Assurément, Terra Nova présente son lot de malformations peu discrètes. L’absence de personnages charismatiques vient en tête de liste, et il faut faire l’effort de passer outre la galerie de figures fades ou têtes à claques pour voir que c’est le tableau d’ensemble (un groupe faisant le rêve puéril d’un simili-Disneyland et se mettant lui-même en permanence des bâtons dans les roues dans l’accomplissement du projet) qui compte, pas les destins individuels. Terra Nova pompe ouvertement sur Lost – bien plus que sur Jurassic Park – mais c’est un Lost sans Locke, Sawyer, Ben, ou même Hugo dans le registre comique. Cela reste un bon travail de copiste, bien plus qu’un ersatz. Tout d’abord car il y a pire comme référence, et parce que le décalque est exécuté avec talent et discernement : la lutte entre deux camps traités équitablement, l’intégration d’éléments de S-F (tel le portail temporel), l’importance donnée à la géographie des lieux (avec l’existence d’avant-postes dans la jungle qui rappellent furieusement les stations Dharma…) sont autant d’éléments de valeur.

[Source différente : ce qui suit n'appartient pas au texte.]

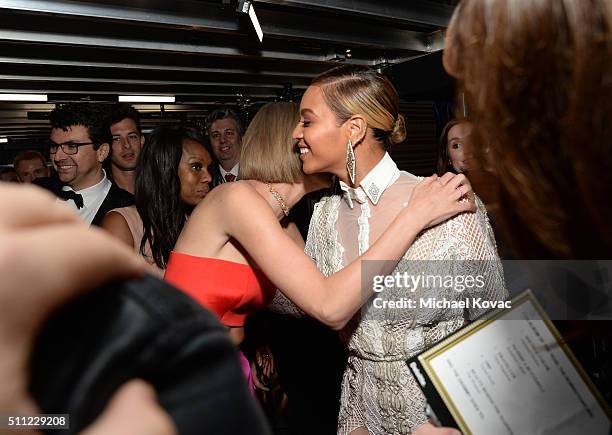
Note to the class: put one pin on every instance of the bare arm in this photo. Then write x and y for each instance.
(116, 224)
(334, 300)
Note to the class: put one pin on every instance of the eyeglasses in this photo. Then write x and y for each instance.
(69, 148)
(227, 133)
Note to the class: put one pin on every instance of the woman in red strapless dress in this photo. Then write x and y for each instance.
(237, 248)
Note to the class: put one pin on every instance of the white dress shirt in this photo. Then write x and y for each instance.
(233, 171)
(93, 197)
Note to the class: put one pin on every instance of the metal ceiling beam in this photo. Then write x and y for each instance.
(42, 37)
(195, 15)
(418, 12)
(141, 81)
(210, 18)
(28, 51)
(28, 62)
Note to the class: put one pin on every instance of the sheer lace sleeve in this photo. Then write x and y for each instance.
(477, 245)
(281, 304)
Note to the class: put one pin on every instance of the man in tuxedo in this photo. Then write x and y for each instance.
(225, 131)
(79, 143)
(125, 148)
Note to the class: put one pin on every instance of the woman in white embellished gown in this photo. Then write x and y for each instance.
(351, 114)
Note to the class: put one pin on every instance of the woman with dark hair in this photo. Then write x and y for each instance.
(172, 178)
(536, 79)
(455, 150)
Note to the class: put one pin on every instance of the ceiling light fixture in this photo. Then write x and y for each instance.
(23, 97)
(246, 7)
(146, 99)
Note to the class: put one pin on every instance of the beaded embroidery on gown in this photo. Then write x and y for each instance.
(378, 391)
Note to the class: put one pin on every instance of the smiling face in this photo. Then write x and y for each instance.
(460, 146)
(193, 172)
(321, 141)
(226, 140)
(83, 169)
(127, 142)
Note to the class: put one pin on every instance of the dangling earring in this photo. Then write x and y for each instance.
(350, 161)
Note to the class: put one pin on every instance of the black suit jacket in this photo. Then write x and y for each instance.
(217, 178)
(147, 329)
(116, 198)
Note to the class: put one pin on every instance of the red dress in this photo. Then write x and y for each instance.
(231, 290)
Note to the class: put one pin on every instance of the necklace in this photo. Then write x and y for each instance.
(277, 196)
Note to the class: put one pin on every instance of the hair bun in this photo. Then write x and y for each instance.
(398, 134)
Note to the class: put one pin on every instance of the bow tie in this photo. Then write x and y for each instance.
(351, 194)
(71, 194)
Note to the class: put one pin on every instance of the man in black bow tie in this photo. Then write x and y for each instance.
(79, 144)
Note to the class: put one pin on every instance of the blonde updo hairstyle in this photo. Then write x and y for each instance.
(268, 151)
(357, 90)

Il arrive même que l’élève dépasse le maître, comme avec cette géniale ellipse opérée au tout début du double épisode venant clore la saison. Les auteurs de Lost excellaient dans l’art de nous faire croire que leurs fins de saisons allaient porter sur un événement, pour mieux l’expédier dans les premières minutes et en développer les conséquences immédiates. Ceux de Terra Nova font plus fort encore, en zappant purement et simplement le dit événement par un flash forward nous projetant trois jours plus tard, de l’autre côté du miroir, dans le reflet inversé du paradis auquel les héros aspirent. La colonie devient une prison, l’autogestion paisible un régime autocratique et militarisé. Le cauchemar ne dure pas, mais il donne une bonne idée de ce que la série a dans le ventre. Et les pistes alléchantes d’ors et déjà ouvertes pour l’hypothétique deuxième saison laissent à penser que celle-ci serait aussi solidement menée que la première, avec aussi peu d’hésitations.